We worked through the week's techniques in class on Thursday, and added a few that they must have done on Tuesday and Wednesday (because I don't remember them). Again, working out of side control and trying to recognize indicators that your opponent gives you, each of which tells you to move on to a different technique. Then you string them together so that no matter what your opponent does to keep you in side control, you have an answer, something that either gets you back to guard or reverses the position.
Thankfully, this class did not start with "real life self-defense" practice.
After class, I got to train with Colin. And I did very, very well against him. We're fairly evenly matched--got our blue belts within a few weeks of one another, roughly the same size (even though he has ten to twenty pounds on me), and we're both pretty athletic and competitive people. So we got to train at a pretty decent pace without going break-neck.

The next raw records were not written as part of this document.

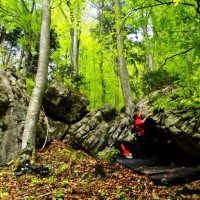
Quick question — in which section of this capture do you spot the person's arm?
[142,113,153,123]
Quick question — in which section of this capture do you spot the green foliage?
[26,77,35,94]
[142,68,177,94]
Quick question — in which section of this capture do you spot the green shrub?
[26,77,35,94]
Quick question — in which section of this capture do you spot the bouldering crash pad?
[117,156,158,173]
[149,167,200,185]
[116,156,200,186]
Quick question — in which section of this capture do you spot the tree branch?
[196,0,200,14]
[160,47,194,67]
[121,0,195,27]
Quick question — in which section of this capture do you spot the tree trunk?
[22,0,51,160]
[115,0,133,116]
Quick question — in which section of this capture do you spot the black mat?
[117,157,200,186]
[140,166,185,176]
[117,157,158,173]
[149,167,200,185]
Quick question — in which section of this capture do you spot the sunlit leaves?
[173,0,181,6]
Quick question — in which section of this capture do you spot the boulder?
[64,105,133,154]
[43,81,89,124]
[0,68,68,164]
[136,87,200,160]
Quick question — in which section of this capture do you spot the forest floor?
[0,141,200,200]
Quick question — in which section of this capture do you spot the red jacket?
[135,117,144,135]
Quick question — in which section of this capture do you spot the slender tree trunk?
[71,28,79,76]
[22,0,51,160]
[18,48,24,71]
[5,44,13,65]
[115,0,133,116]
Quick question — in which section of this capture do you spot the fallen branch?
[160,47,194,67]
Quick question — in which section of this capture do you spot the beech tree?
[115,0,133,115]
[22,0,51,160]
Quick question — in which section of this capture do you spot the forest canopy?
[0,0,200,115]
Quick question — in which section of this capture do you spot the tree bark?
[115,0,133,116]
[22,0,51,160]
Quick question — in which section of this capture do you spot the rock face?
[137,88,200,160]
[64,105,133,153]
[0,68,86,164]
[43,81,89,123]
[0,68,200,164]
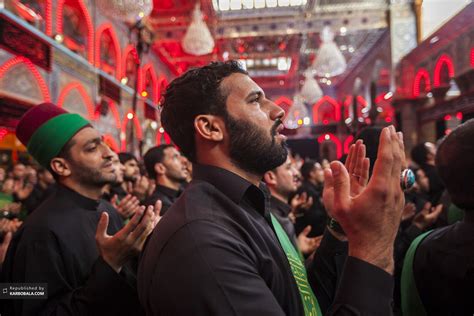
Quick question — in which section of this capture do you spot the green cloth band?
[27,113,90,169]
[270,213,323,316]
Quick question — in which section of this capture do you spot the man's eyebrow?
[245,90,263,100]
[83,137,102,147]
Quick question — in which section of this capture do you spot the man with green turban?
[2,103,159,315]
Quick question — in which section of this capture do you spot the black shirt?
[144,184,181,216]
[22,183,56,214]
[295,181,328,237]
[2,186,143,316]
[270,196,298,250]
[413,211,474,316]
[138,165,393,315]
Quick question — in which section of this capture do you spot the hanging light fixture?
[181,2,214,56]
[312,26,347,77]
[284,94,310,129]
[300,69,323,104]
[96,0,153,24]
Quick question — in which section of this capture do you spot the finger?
[120,206,145,236]
[330,161,350,215]
[354,144,366,183]
[130,205,153,241]
[300,225,311,237]
[95,212,109,240]
[369,127,393,188]
[345,144,355,172]
[154,200,163,216]
[390,125,402,190]
[359,158,370,187]
[397,132,408,170]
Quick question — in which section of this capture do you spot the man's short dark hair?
[143,144,174,179]
[301,159,317,181]
[118,152,138,165]
[410,142,429,167]
[436,119,474,211]
[161,61,247,162]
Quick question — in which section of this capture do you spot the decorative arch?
[433,54,454,87]
[12,0,53,36]
[413,68,431,97]
[157,76,168,102]
[275,96,293,113]
[102,134,120,153]
[343,95,369,118]
[121,109,143,150]
[318,133,342,159]
[139,64,159,103]
[58,82,96,120]
[375,93,395,123]
[0,56,51,102]
[156,132,172,146]
[56,0,94,64]
[121,44,141,87]
[313,95,341,124]
[344,135,354,154]
[95,23,122,80]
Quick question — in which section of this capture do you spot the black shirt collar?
[270,195,291,217]
[193,164,267,213]
[155,184,181,198]
[57,184,100,211]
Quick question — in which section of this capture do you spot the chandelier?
[96,0,153,24]
[284,94,310,129]
[312,26,347,77]
[300,69,323,104]
[181,2,214,56]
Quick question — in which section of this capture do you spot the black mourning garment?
[145,184,181,216]
[138,165,393,316]
[413,211,474,316]
[0,185,143,316]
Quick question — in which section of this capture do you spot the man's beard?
[226,115,288,175]
[70,161,117,188]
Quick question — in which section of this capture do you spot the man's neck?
[156,176,181,191]
[59,179,103,200]
[268,186,289,203]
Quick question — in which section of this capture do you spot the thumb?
[95,212,109,240]
[330,161,350,213]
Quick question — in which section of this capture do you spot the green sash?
[401,231,432,316]
[270,213,322,316]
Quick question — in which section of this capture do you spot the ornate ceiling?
[149,0,388,92]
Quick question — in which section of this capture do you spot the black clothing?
[2,186,143,316]
[295,181,328,237]
[145,184,181,216]
[22,183,56,214]
[109,184,128,201]
[421,165,444,205]
[413,212,474,316]
[138,165,392,316]
[306,229,348,315]
[270,196,299,250]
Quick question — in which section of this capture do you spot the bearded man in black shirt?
[138,61,404,315]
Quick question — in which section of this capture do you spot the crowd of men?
[0,61,474,315]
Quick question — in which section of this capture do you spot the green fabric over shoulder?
[27,113,90,169]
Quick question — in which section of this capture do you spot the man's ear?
[49,157,71,177]
[263,171,276,185]
[194,114,225,142]
[155,162,166,176]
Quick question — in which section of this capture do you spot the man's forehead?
[221,73,263,98]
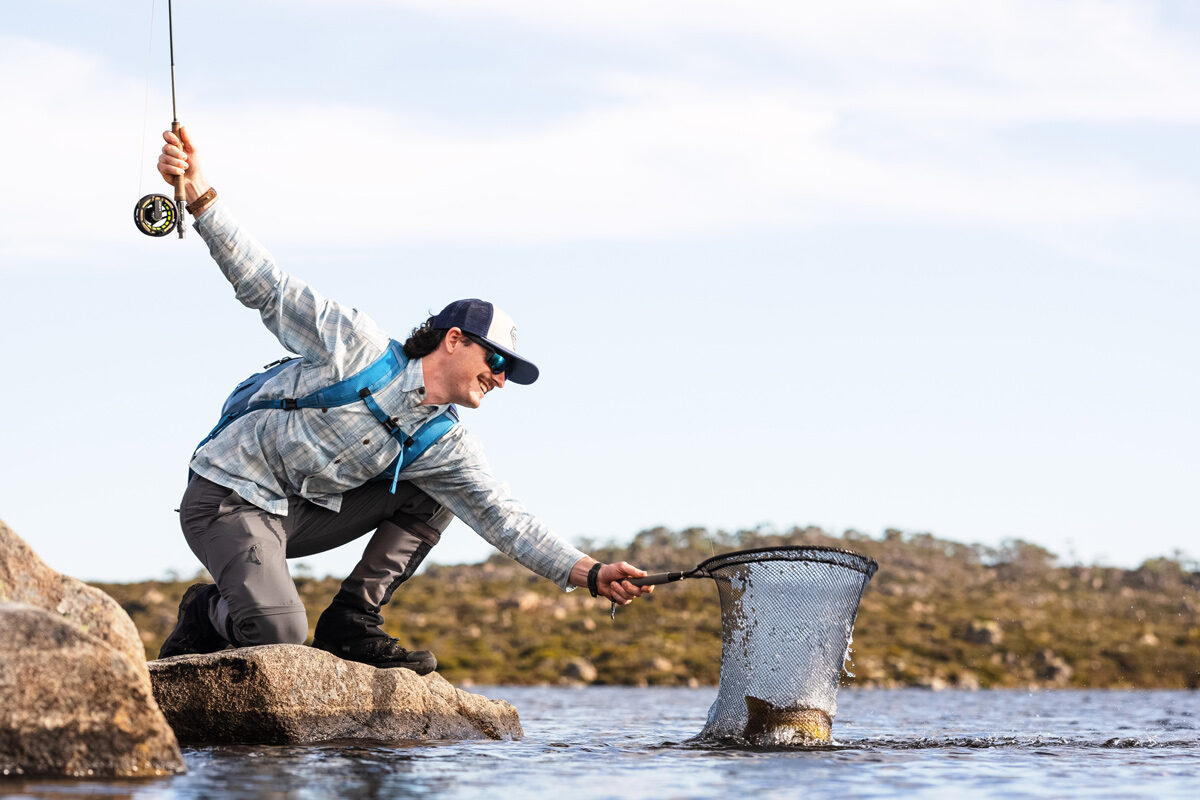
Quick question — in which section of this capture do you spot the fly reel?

I felt confident, in control, never behind, and aggressive.
After class, Klint was walking out and asked if I was alright after the other night, that I seemed pretty broken up at the time. Yeah, I'm all good, I said, sometimes the five-year-old in me decides he needs to break out. I told him I was just reacting to the drubbing he'd given me, and he said he was being aggressive on purpose. "Oh I know," I told him, "and it isn't like I didn't know at the time, that was just the reaction my psyche decided to have that night." Having an instructor so invested in my progression, as I'm sure I've said before, is very comforting. And I know that I'll benefit from getting wrecked like that--it won't even be in the long-run, the benefits will start showing in short order. And I think Colin was their first display.